FBI official thanks India for capture of woman on US 'Most Wanted' list
A Federal Bureau of Investigation (FBI) official has thanked India for the capture and extradition of a woman on the agency's 'Top 10 Most Wanted' list with a $250,000 bounty and charged with allegedly killing her six-year-old son.

New York, Aug 22 (IANS) A Federal Bureau of Investigation (FBI) official has thanked India for the capture and extradition of a woman on the agency's 'Top 10 Most Wanted' list with a $250,000 bounty and charged with allegedly killing her six-year-old son.
Expressing his appreciation for India, the head of the FBI office in Dallas, Special Agent R Joseph Rothrock, said, “This successful outcome resulted from international collaboration between the FBI and our domestic and global partners”.
“The return of Cindy Rodriguez Singh from India is a new chapter in the search for answers in the disappearance of Noel Alvarez”, her son.
Singh was located by Indian government authorities, and after arrival in the US, she was handed over on Thursday to the Sheriff’s Office in Tarrant County, where the alleged murder took place, according to the FBI.
If she is convicted of murder, she could face the death penalty in Texas.
Rodriguez Singh, 40, is not of Indian origin and is described by the FBI as a White Hispanic born in Dallas.

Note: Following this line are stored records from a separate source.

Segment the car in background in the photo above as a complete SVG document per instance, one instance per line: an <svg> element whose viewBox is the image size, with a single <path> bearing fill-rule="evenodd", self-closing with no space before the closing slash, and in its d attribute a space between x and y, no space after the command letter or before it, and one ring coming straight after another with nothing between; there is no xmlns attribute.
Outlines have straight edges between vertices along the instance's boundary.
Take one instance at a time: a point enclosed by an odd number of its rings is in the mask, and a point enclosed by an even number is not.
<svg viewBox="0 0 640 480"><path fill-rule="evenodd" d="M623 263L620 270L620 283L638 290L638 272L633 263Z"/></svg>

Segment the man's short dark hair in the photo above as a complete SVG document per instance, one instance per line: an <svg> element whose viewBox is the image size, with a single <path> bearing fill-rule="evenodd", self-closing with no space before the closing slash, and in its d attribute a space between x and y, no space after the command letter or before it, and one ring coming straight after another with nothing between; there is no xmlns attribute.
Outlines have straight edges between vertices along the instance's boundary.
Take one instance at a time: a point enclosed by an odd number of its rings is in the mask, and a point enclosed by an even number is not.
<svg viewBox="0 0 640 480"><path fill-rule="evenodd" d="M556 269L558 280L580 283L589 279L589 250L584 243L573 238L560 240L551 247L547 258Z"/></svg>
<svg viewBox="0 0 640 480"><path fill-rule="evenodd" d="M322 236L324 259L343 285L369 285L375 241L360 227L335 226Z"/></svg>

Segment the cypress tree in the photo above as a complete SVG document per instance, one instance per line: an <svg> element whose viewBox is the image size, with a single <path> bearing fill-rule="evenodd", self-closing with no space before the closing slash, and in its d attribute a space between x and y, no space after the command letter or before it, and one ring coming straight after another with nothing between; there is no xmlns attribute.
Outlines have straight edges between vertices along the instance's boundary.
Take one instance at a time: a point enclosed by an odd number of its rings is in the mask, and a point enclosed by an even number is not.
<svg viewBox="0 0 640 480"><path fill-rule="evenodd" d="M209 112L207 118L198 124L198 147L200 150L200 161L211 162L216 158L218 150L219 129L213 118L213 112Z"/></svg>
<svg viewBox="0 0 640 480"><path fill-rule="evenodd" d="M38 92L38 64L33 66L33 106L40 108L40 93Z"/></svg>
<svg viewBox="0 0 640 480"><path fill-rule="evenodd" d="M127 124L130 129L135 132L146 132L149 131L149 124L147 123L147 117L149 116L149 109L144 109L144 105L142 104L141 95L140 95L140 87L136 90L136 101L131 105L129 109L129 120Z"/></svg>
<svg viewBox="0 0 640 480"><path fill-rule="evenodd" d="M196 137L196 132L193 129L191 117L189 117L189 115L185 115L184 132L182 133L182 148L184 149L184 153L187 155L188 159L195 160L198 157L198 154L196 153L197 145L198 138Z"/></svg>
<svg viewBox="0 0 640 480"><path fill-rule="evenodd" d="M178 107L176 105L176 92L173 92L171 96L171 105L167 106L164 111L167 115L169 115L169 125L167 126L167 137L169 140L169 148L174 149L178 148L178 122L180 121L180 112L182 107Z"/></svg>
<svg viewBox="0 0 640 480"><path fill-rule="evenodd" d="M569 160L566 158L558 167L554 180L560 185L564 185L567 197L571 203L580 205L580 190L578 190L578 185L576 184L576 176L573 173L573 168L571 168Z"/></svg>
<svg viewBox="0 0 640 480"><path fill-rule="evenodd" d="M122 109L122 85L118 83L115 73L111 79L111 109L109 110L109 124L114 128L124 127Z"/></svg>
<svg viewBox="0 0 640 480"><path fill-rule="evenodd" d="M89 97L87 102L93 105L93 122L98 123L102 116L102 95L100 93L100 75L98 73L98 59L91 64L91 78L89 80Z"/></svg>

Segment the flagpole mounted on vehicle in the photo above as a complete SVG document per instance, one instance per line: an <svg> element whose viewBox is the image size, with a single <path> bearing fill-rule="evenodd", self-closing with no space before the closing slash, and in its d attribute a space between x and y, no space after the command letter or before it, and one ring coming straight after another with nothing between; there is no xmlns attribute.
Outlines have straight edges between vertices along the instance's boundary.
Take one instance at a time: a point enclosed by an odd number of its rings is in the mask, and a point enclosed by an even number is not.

The agency did not identify her husband, but a local TV station, Fox4 in Dallas, reported that local officials named him as Arshdeep Singh.
The station said that a warrant was issued for his arrest by local authorities, alleging “abandonment and endangering a child”.

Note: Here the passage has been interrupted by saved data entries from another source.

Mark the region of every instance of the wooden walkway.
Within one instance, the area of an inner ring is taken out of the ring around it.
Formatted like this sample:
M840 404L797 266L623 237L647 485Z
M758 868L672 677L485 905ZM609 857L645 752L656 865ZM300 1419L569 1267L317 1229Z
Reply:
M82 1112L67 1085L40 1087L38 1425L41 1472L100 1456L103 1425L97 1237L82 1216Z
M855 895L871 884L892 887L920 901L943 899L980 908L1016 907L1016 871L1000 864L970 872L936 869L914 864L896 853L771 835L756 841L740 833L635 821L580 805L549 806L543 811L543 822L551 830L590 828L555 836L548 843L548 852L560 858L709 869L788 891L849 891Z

Alvarez has been missing since October 2022, and his body has not been found, according to authorities.
The White House said in a post on X that Rodriguez Singh was the fourth person on the 'Ten Most Wanted' list to be captured in the last seven months, “thanks to the Trump Administration".
“That is as many as Joe Biden did in four years”, the White House added in a jibe at the former President whom President Donald Trump has accused of being soft on crime.

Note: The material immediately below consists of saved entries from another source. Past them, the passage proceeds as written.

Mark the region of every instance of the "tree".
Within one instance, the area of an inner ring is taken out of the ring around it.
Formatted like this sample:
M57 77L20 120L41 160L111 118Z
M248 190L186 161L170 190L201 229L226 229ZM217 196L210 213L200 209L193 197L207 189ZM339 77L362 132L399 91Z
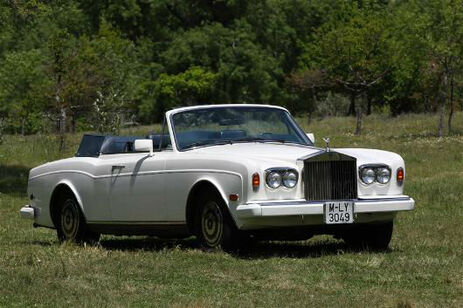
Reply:
M381 92L393 116L403 112L429 111L424 71L427 65L422 16L409 3L395 3L388 15L391 71L381 82Z
M9 132L35 133L43 128L48 79L40 50L9 52L0 66L0 119Z
M97 99L107 102L116 95L124 97L124 103L131 102L132 74L137 68L133 44L104 21L93 37L77 39L57 31L48 41L47 55L45 69L53 81L48 92L52 98L49 110L57 115L61 140L68 131L69 115L74 131L75 119L92 114Z
M161 59L169 74L192 66L218 74L212 102L281 102L284 74L278 61L255 43L252 29L244 21L230 28L214 23L182 33Z
M306 98L307 120L310 125L312 113L318 105L318 96L333 87L331 80L325 72L309 69L291 74L288 81L300 96ZM307 103L307 101L311 103Z
M355 134L360 135L362 103L391 72L390 33L387 11L361 11L354 6L351 12L346 22L326 25L317 32L315 41L307 46L305 65L325 71L338 91L351 98L349 114L356 113Z
M437 135L443 136L445 107L450 105L449 133L455 110L454 89L463 65L463 1L432 0L425 6L417 3L418 13L424 10L426 25L423 28L427 56L428 76L435 81L439 104Z
M442 135L446 110L450 132L462 108L462 4L3 1L0 119L6 132L64 136L103 114L148 124L206 102L333 114L350 99L358 134L364 109L387 105L392 115L439 111Z
M209 103L216 80L217 74L197 66L175 75L163 73L144 85L150 99L141 104L141 114L162 121L164 112L173 107Z

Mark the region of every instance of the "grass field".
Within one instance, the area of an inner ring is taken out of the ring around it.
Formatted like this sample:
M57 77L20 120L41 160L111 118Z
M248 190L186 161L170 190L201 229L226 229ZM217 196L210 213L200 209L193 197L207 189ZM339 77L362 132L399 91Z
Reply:
M330 136L332 147L404 157L405 193L417 207L398 215L386 253L351 251L326 236L262 242L236 255L203 252L192 239L103 236L99 247L60 245L53 230L33 229L18 214L29 169L61 157L57 139L6 136L0 306L463 307L463 113L455 134L442 140L433 135L436 123L430 115L370 116L361 137L351 133L353 118L310 126L319 140ZM80 137L68 137L63 156L75 152Z

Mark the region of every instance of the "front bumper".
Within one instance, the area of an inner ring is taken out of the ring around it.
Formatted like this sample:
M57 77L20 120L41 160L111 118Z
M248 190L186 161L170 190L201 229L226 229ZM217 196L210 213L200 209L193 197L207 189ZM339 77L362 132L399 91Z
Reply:
M256 201L239 205L236 214L239 218L323 215L324 204L325 201L306 200ZM415 200L408 196L354 200L354 214L393 213L414 208Z
M34 219L35 217L35 210L30 205L23 206L21 210L19 210L21 218L25 219Z

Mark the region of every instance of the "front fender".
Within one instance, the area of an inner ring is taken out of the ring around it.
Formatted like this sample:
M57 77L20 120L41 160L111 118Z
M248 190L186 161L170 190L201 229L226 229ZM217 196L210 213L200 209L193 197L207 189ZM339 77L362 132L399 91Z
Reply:
M85 216L85 211L84 211L84 207L83 207L83 203L82 203L82 198L79 194L79 191L77 190L77 188L75 187L75 185L69 181L68 179L62 179L60 180L56 185L55 187L53 188L53 193L55 192L55 190L58 188L58 186L60 185L66 185L67 187L69 187L69 189L72 191L72 193L74 194L74 196L76 197L76 200L77 200L77 203L79 204L79 207L80 207L80 210L82 211L82 213L84 214ZM52 195L53 195L52 193ZM51 199L50 199L50 202L51 202ZM51 204L50 204L50 207L51 207Z
M237 181L238 180L238 181ZM243 184L243 177L239 173L221 173L220 175L217 174L206 174L202 175L201 177L197 178L196 181L193 183L192 188L200 182L209 182L215 186L217 191L222 196L223 201L230 207L235 203L239 203L244 198L244 184ZM238 194L237 201L230 201L230 194Z

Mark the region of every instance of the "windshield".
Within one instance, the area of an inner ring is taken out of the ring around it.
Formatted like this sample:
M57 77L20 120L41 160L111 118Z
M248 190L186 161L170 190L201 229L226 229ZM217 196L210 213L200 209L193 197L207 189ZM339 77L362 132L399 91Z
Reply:
M179 150L238 142L312 145L291 115L269 107L211 107L176 113L172 126Z

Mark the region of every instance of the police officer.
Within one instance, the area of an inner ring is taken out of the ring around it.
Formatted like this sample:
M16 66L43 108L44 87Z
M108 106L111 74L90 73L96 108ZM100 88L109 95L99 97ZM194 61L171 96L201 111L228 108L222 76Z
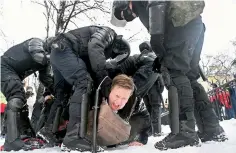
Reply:
M74 92L69 100L69 123L63 149L90 151L91 143L78 135L81 124L81 103L91 79L96 85L108 76L105 63L119 54L129 55L129 44L122 36L105 26L86 26L59 35L52 43L51 65ZM59 82L59 81L58 81ZM112 80L108 77L101 94L108 97ZM50 138L49 138L50 139Z
M204 88L197 82L205 26L200 14L204 1L115 1L114 15L119 20L139 17L151 35L151 46L158 55L154 69L166 67L171 85L178 90L180 132L157 142L157 149L197 145L194 104L199 137L203 141L224 141L224 130L211 108ZM211 114L211 115L209 115ZM197 116L198 115L198 116Z
M1 91L8 101L5 112L7 134L4 150L6 151L38 147L33 141L25 142L22 139L22 135L35 137L28 118L22 80L38 71L39 80L53 91L49 52L45 44L39 38L31 38L11 47L1 56Z

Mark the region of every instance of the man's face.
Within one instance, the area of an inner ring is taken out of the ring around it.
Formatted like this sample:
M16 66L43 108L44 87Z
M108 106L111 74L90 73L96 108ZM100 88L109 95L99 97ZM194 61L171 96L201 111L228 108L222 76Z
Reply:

On March 20, 2023, alerted by the Family Protective Services, Everman police visited Rodriguez Singh to check in on Alvarez, and she claimed that the boy was in Mexico with his biological father.
Two days later, she and her husband and six of her children boarded a plane in Dallas for India and disappeared, according to the FBI.
The reasons for the alleged killing remains murky but police said that Rodriguez Singh was the follower of a bizarre cult that worshipped a figure known as “Sante Morte” or “Holy Death”.
Craig Spencer, who was Everman police chief at the time of Alvarez’s disappearance, told the Fox station that “Sante Morte” is “the patron saint that offers protection to the [drug] cartel and those kinds of activities”, he was quoted as saying.
Spencer said that Rodriguez Singh had told witnesses that Alvarez, who had physical and developmental problems, was a “demon”, according to the station.
Rodriguez Singh had given birth to twins a week before when Alvarez disappeared, Spencer said.
Just before the family left for India via Istanbul, Arshdeep Singh had stolen $10,000 from a store where he had worked, he said.
Investigators contacted the child's biological father in Mexico, who told them that he had never seen his son because he was deported before the boy was born, according to Spencer.